Antonella Lopez
Antonella Lopez
Cronaca

Chi era Antonella Lopez, la 19enne di Bari uccisa in discoteca a Molfetta

Il lavoro in un bar e una famiglia già segnata da un omicidio di mafia, quello di suo zio Ivan Lopez ucciso nel 2021

Aveva 19 anni ed era andata a ballare nei locali lungo la litoranea barese. Poi, in piena notte, la rissa tra la sua comitiva e altre persone entrate in pista. Qualcuno estrae un'arma, forse una pistola, e apre il fuoco: uno dei proiettili la raggiunge alla spalla, ferendola mortalmente ad alcuni vasi sanguigni afferenti alla aorta.

È morta così Antonella Lopez, stramazzata dentro il Bahia Beach di Molfetta, nella notte. Una vita normale, quella della 19enne. Durante la settimana il lavoro in un bar dentro una stazione di servizio nel quartiere Japigia, poi come testimoniano le foto pubblicate sui suoi profili social tanto divertimento con gli amici. Ed il legame con i suoi familiari. La dinamica dell'agguato è ancora in fase di ricostruzione: le indagini sono in corso da parte dei Carabinieri coordinati dall'Antimafia.

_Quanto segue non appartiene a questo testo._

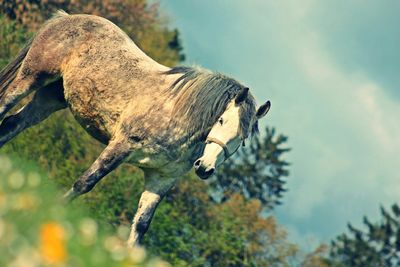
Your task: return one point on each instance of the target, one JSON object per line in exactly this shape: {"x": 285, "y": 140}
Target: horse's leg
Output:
{"x": 112, "y": 156}
{"x": 155, "y": 189}
{"x": 46, "y": 101}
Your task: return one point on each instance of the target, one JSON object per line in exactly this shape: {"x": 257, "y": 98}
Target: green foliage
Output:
{"x": 376, "y": 245}
{"x": 12, "y": 36}
{"x": 38, "y": 230}
{"x": 256, "y": 172}
{"x": 191, "y": 230}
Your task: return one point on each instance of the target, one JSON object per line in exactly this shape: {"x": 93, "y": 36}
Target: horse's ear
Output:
{"x": 263, "y": 110}
{"x": 242, "y": 95}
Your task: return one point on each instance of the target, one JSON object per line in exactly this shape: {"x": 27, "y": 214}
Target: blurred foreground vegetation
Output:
{"x": 37, "y": 229}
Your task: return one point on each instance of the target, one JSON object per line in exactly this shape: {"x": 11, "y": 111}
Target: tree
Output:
{"x": 376, "y": 245}
{"x": 190, "y": 229}
{"x": 256, "y": 172}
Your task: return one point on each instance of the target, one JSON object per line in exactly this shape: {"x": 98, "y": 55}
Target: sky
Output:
{"x": 330, "y": 69}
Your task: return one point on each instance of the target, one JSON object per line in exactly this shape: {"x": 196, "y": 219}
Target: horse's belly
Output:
{"x": 147, "y": 158}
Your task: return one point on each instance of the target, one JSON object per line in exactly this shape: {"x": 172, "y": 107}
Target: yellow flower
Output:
{"x": 52, "y": 243}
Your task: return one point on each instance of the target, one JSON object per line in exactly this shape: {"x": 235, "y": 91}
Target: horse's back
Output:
{"x": 103, "y": 70}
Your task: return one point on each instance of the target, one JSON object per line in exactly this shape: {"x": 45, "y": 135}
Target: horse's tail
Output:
{"x": 8, "y": 74}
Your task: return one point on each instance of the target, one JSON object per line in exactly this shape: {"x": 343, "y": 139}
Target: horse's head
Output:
{"x": 226, "y": 135}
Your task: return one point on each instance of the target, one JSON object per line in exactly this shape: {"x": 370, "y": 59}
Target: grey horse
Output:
{"x": 163, "y": 120}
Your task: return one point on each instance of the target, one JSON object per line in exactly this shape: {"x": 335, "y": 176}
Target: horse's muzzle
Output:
{"x": 201, "y": 171}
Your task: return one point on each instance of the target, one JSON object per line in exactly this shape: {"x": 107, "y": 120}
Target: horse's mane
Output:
{"x": 202, "y": 96}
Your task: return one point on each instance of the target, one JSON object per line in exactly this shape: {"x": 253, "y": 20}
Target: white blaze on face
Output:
{"x": 226, "y": 130}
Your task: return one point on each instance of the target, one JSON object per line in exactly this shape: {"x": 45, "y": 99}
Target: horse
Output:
{"x": 163, "y": 120}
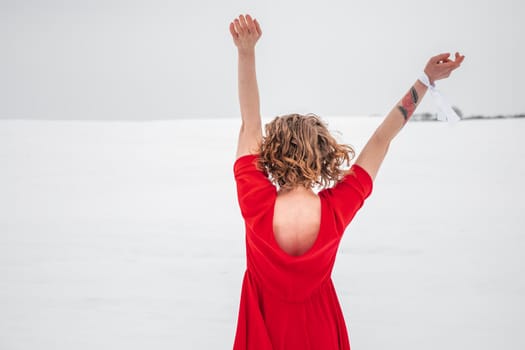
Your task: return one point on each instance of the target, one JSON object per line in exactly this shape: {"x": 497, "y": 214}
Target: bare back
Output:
{"x": 296, "y": 221}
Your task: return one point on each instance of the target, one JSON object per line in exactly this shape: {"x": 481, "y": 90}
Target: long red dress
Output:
{"x": 289, "y": 302}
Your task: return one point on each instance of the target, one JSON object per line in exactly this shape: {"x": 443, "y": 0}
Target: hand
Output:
{"x": 440, "y": 66}
{"x": 245, "y": 32}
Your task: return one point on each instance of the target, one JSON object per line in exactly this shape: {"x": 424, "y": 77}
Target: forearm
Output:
{"x": 377, "y": 146}
{"x": 401, "y": 113}
{"x": 248, "y": 89}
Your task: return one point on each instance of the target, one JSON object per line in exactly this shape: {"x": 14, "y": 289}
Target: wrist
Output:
{"x": 246, "y": 51}
{"x": 430, "y": 79}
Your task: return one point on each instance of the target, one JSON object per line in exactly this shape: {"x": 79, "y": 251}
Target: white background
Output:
{"x": 155, "y": 59}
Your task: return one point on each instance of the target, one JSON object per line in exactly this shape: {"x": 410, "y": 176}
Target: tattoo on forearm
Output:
{"x": 409, "y": 103}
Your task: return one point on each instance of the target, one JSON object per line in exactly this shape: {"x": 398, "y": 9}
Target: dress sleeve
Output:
{"x": 349, "y": 194}
{"x": 255, "y": 192}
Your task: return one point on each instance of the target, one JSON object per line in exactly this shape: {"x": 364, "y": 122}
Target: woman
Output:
{"x": 288, "y": 300}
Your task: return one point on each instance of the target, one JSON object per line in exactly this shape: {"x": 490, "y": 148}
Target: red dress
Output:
{"x": 289, "y": 302}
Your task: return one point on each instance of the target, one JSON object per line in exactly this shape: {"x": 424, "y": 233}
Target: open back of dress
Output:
{"x": 289, "y": 302}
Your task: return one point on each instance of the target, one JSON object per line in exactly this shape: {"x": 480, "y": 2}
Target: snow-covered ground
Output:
{"x": 127, "y": 235}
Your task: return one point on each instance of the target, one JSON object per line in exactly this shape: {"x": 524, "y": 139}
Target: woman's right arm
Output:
{"x": 374, "y": 152}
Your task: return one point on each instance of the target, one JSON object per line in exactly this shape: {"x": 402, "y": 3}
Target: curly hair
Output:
{"x": 298, "y": 150}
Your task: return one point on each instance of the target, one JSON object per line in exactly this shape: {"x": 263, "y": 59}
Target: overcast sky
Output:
{"x": 151, "y": 59}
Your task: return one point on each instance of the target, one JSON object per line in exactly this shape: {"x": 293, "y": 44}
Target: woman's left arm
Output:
{"x": 245, "y": 32}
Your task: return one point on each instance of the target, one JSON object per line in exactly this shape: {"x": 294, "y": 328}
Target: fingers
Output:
{"x": 257, "y": 27}
{"x": 246, "y": 25}
{"x": 238, "y": 26}
{"x": 233, "y": 31}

Sono tanti i testimoni che i militari stanno ascoltando. «Eri la mia collega preferita, sorella mia salutami il mio papà». E ancora «Vola più in alto che puoi, eri uno spettacolo». Sono alcuni dei messaggi di cordoglio postati sui social a commento dell'ultimo post della 19enne che risale a tre giorni fa. Forte, poi, era il legame con i suoi familiari. Qui, però, si apre un altro capitolo perché, viste le altre persone rimaste ferite, gli inquirenti hanno inquadrato il fatto in un contesto mafioso.

La pagina social della giovane vittima, infatti, ha anche video relativi allo zio, Ivan Lopez, ucciso a Bari in un agguato il 29 settembre 2021. In occasione del primo anniversario della morte della zio, la 19enne definisce la giornata dell'assassinio un «bruttissimo giorno che ha segnato la vita di chi ti ha amato». Ed ancora: «Mi manca vederti entrare dalla porta, mi manca abbracciarti», aggiunge. Una storia alla quale Lopez era estranea, ma della quale potrebbe essere rimasta vittima.

La giovane era la nipote paterna di Ivan Lopez, morto in un omicidio sul lungomare IX Maggio di Bari. Secondo gli inquirenti, il delitto fu compiuto da uomini che agirono per conto del clan mafioso Capriati di Bari vecchia e del clan Parisi-Palermiti del quartiere Japigia, in lotta con gli Strisciuglio che avevano il predominio al San Paolo e San Girolamo. E tra i feriti al Bahia c'è un nome tra questi, che ritorna: Eugenio Palermiti, 20enne nipote del bosso omonimo del quartiere Japigia.

A giudizio per l'omicidio dello zio di Antonella Lopez ci sono Davide Lepore e Giovanni Didonna. L'uomo sarebbe stato ucciso perché, con suo fratello Francesco (collaboratore di giustizia), avrebbe fatto delle estorsioni verso Lepore, titolare di alcune autorimesse di Bari, vicino al clan Capriati e, prima, al gruppo Palermiti.